No More False Dichotomies: Healthcare: commodity or basic human right?

Apr 22, 2008 at 8:12 pm

In the fascinating and timely PBS Frontline program “Sick Around the World,” which aired last week,
T.R. Reid, a foreign correspondent for The Wash-ington Post and an NPR commentator, asks the same simple question of each main source: How many personal bankruptcies in your country result from a health crisis?


Each time, the person answering looks perplexed. It just doesn’t happen. “It would be a disgrace,” says one. Nor do the citizens of the five capitalist democracies that Reid visited — Japan, England, Germany, Switzerland and Taiwan — receive bills for medical services. Each country spends drastically less on healthcare than we do in the United States, with wildly better health statistics to show for it.


That’s right — other countries have solved this dilemma, or at least found a workable middle ground. None of the systems are perfect, but they all seem to provide something fundamental to human health and dignity.


But not the United States, not yet.

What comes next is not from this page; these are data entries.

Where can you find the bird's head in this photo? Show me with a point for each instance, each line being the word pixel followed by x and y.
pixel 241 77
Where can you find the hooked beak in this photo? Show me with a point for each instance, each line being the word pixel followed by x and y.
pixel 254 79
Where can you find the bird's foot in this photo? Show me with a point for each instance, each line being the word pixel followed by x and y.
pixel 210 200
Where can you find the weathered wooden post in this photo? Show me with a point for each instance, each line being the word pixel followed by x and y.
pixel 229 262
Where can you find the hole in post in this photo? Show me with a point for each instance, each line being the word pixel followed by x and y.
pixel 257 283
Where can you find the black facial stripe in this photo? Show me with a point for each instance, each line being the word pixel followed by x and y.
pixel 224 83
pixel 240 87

It’s not going to happen here until we surmount our blind fear of “socialized medicine,” which we seem to equate to worshiping at Mao’s grave three times a day.

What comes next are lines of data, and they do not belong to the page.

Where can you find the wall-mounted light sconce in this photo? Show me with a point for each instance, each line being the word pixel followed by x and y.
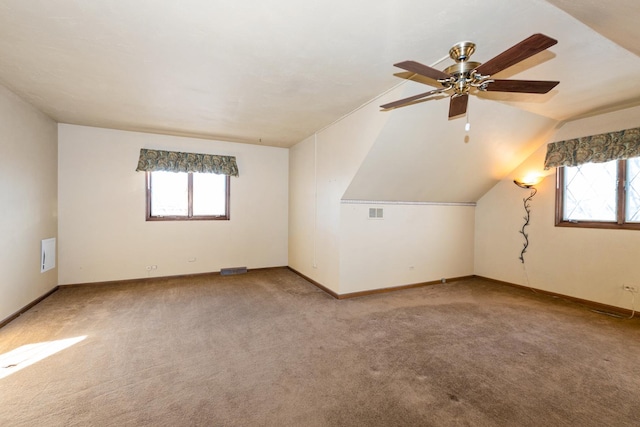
pixel 528 182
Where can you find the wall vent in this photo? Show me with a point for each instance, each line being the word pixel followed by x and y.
pixel 234 270
pixel 375 213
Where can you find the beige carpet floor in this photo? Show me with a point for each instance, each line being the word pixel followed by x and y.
pixel 269 349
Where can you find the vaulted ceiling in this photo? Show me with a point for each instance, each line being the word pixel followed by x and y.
pixel 276 71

That very term is part of the problem. A classic definition of socialized medicine means it would be run solely by the government. Think Cuba or Afghanistan.


But that’s not what happens in the five countries that Reid visited. They all have something more accurately described as social insurance systems — they socialize the financial risk of getting sick — but the providers are typically a mix of public and private. And in each country, while citizens may pay a bit out of pocket, insurance companies can’t make unfettered profit, they can’t cherry-pick patients and they can’t turn you down for a pre-existing condition.


The healthcare issue has festered in our country for a while now, and there is little to suggest we’re headed for the sort of change we really require to end this national disgrace. But now does seem to be a key time; as the 2008 presidential election looms, poll after poll shows that Americans rate healthcare as one of their three key issues.


Unfortunately, none of the three major candidates is preaching the sort of drastic change we need; Hillary Clinton and Barack Obama hint at it but don’t go nearly far enough, while John McCain seems to think the system will right itself if we just feather the nest of unfettered capitalism a bit more.
We need to keep pushing these folks.


I spoke to U.S. Sen. Dick Durbin (D-Ill.) last week when he was in New Albany to stump for Obama, and asked him why the United States can’t find its way to something more like those nations featured in Reid’s report.


“Because the current healthcare system in America rewards so many providers,” he told me. “It is so profitable for insurance companies, pharmaceutical companies, technology companies and many specialists. They’re making a fortune off the current system, and they don’t want to change it. ?We have to step back and say, ‘Our goal isn’t making a few companies and a few people profits, our goal is making America healthier with affordable and accessible healthcare.’ That means taking them on.”
This is a moral issue, and no doubt a huge challenge. But as “Sick Around the World” suggests, there are solid examples that we can look to, and then figure out what works best for us.


To those who invoke that thickheaded knee-jerk reaction about why I don’t just leave the United States if I dislike it so much, I say that is a false dichotomy. Get over yourself — it’s not as if Americans have a monopoly on ideas. As Reid points out, we borrowed text messaging from the Finns, sushi from the Japanese and “American Idol” from the Brits. Those things are entrenched now.


To those who understand we are in crisis but feel overwhelmed by conflicting versions of reality, I say join the crowd, then get busy. Hit the website (www.pbs.org; search for “Sick Around the World”) and spend some time reading (you can watch the whole show online). Arm yourself with facts. Ask questions. Demand answers. Talk about it with your friends.


Above all, ask yourself this: Is healthcare a basic human right or just another commodity? How much better would our lives be if we simply didn’t have to worry about losing everything over a health problem?